At the California Democrats State Convention in Sacramento on Saturday, Steinberg touted the party's recent victories in the state.

"No more cuts to education, to health care, to public safety, or help for those in need," he remarked. "Our opportunity to invest and re-invest will soon be upon us. But frankly it is not just how government invests its money that matters, for some of the darkest days in our country over the last decade came with the revelations about abuse in the financial system -- abuses that caused real people to lose so much that they had to work so hard to earn and save. There was and in many ways continues to be a disease in our financial system. A premium was placed on something for nothing. High rates of return came to those who simply developed expertise in manipulating numbers."

"This culture of something for nothing is a far cry from our Democratic Party values, for we place a premium on investing in people," Steinberg continued. "Above all we prize investment in human potential, and so I ask today, what if we took this whole notion of investing and we shifted it from producing nothing, from chasing wealth for wealth's sake to a very different kind of proposition.

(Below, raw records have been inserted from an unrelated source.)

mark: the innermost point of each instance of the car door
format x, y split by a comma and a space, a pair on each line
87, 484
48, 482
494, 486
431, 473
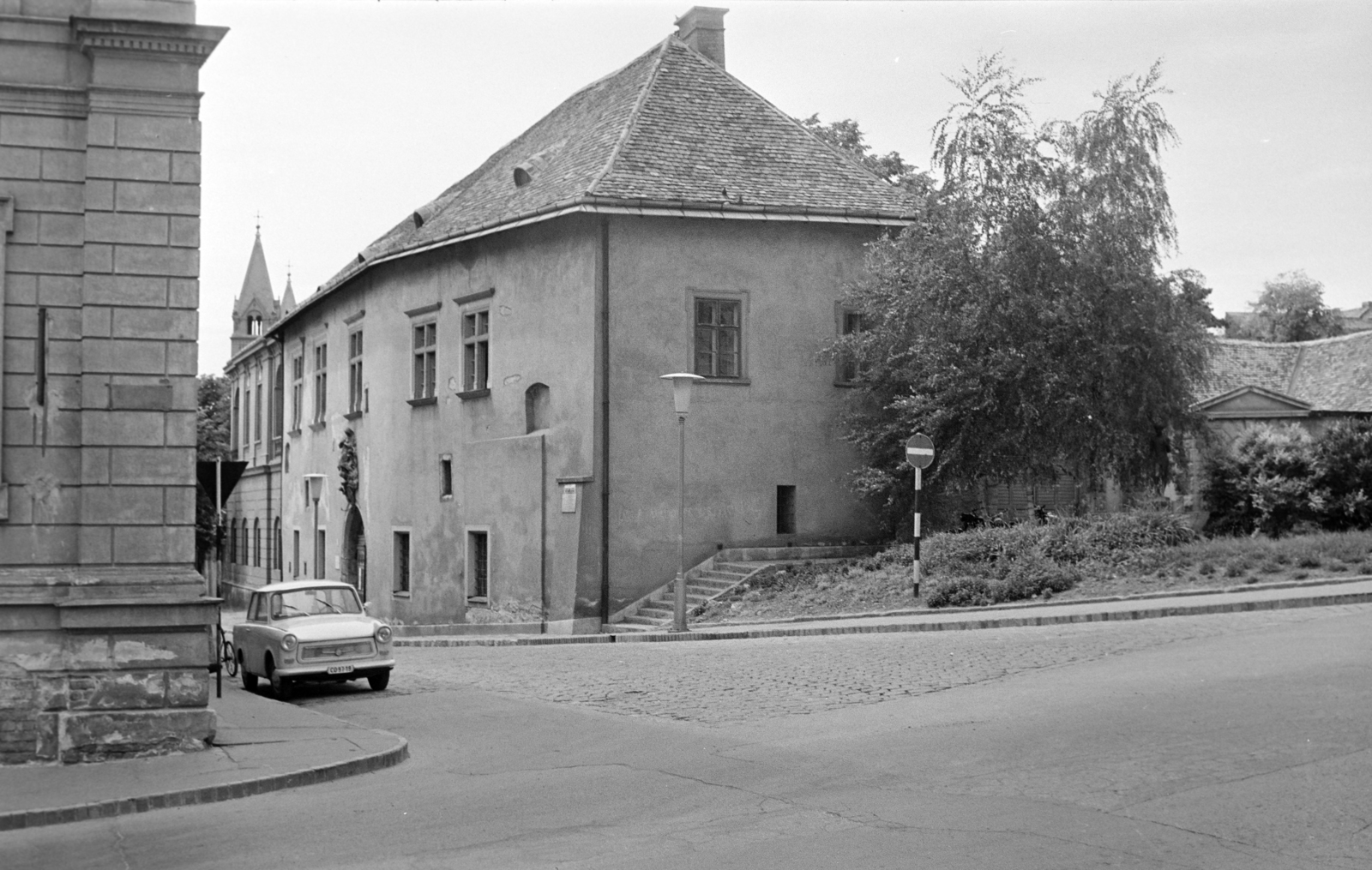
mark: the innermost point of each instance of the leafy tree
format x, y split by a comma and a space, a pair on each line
1291, 309
212, 442
1024, 321
847, 136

Today, I offer a different IPO. A California IPO. I propose that we make it more profitable for California businesses to invest in California's high schools than a Wall Street hedge fund."

The rest of Steinberg's speech was devoted to supporting his Workforce Development Bond Act of 2013, which would allow businesses to invest in job training programs. He said the business-school partnerships would prepare California students for a "high wage economy."

He portrayed current efforts to reform education as merely an attack on teachers and their unions.

"Is it really the most important reform, the most important issue to make it easier to fire struggling teachers?" Steinberg remarked. "I think not."